He looked across the table at her, those blue eyes unreadable. “I'm pouring the tea for you, ma'am. You might consider it a restorative, unless you'd rather a glass of wine. I'm afraid I'm the reluctant bearer of very sad news.”

“Yes, I believe I've rather sensed that, Captain Alastair. Please forgive me for attempting to delay delivery of this very sad news. I'm trying to keep my wits about me. Unfortunately, I believe I'm sadly failing at the effort. I'm imagining all sorts of things, none of them very palatable.”

“Then please allow me to say this as quickly as I can, and I apologize now for being so abbreviated. Lady Emmaline, it is my sad duty to inform you that your brother and his sons were lost at sea last evening off Shoreham-by-Sea. My own ship arrived on the scene just as the yacht was disappearing beneath the waves with all save one soul still on board. I'm... I'm profoundly sorry we could not save them.”

Emmaline sat very still. She may have breathed, but she couldn't be sure. Her mind objected in the most ridiculous way:
But it's my birthday. Isn't it just like them to do this to me on my birthday?
She twisted her hands in her lap, and then pinched herself, just to be sure she was awake, and not in the middle of a nightmare that incongruously somehow included a man best described as the perfect lover of her more pleasant dreams.

“Lady Emmaline? May I please summon someone now?”

She shook her head, unable to speak. She waited for the tears, but they didn't come. In all, she felt rather numb. What had been the last words Charlton had said to her five days ago before climbing into his traveling coach behind George and Harold? Oh yes, she remembered.
Make me a happy man, sister mine. Run off with one of the grooms before we get back!

Her nephews had laughed hard and long at their father's joke. She could still hear them laughing as the coach moved off down the drive.

Emmaline snapped herself back to the moment at hand.

“Was...um, was there a storm?” She didn't know why she asked this. But she felt it was something at least halfway sensible to say, something to break the oppressive silence.

“No, ma'am. Not anything I'd call a storm, at least. As I understand the thing from speaking with the survivor, a Mr. Hugh Hobart, the captain was intoxicated and belowdecks at the time, and one of your nephews was at the helm. Waves are powerful things, ma'am, even on a day that could only be called choppy from the wind along the Channel. Ride with the waves and you fly across the water. Hit one of them wrong, and even a sturdy ship can crack like an egg.”

He looked at her, wincing. “I'm sorry. That was stupidly clumsy of me. I shouldn't say that the tragedy could be laid at your nephew's door.”

“The yacht was a recent...acquisition. I can't imagine what either George or Harold could have been thinking, to attempt to take the wheel like that. But that's what this Mr. Hobart told you?”

The captain nodded. “The man was rather overset and unintelligible. But, yes, he said his friend Harold was at the helm. That is—was—one of your nephews, correct?”

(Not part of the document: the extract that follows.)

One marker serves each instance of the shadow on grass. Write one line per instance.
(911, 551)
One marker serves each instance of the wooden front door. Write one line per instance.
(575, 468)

Emmaline nodded, still waiting to cry. She should be crying, shouldn't she? Clearly Captain Alastair believed she should be weeping, in need of comfort. She was an unnatural sister, that's what she was, and an unnatural aunt.

Because all she could feel, of the little she seemed capable of feeling, was relief...

CHAPTER TWO

J
OHN
A
LASTAIR
WAS
certain he'd felt more uncomfortable in his lifetime, but at the moment he could not recall anything that measured remotely close to the impotence he felt as he sat across from the bravely stoic Lady Emmaline Daughtry.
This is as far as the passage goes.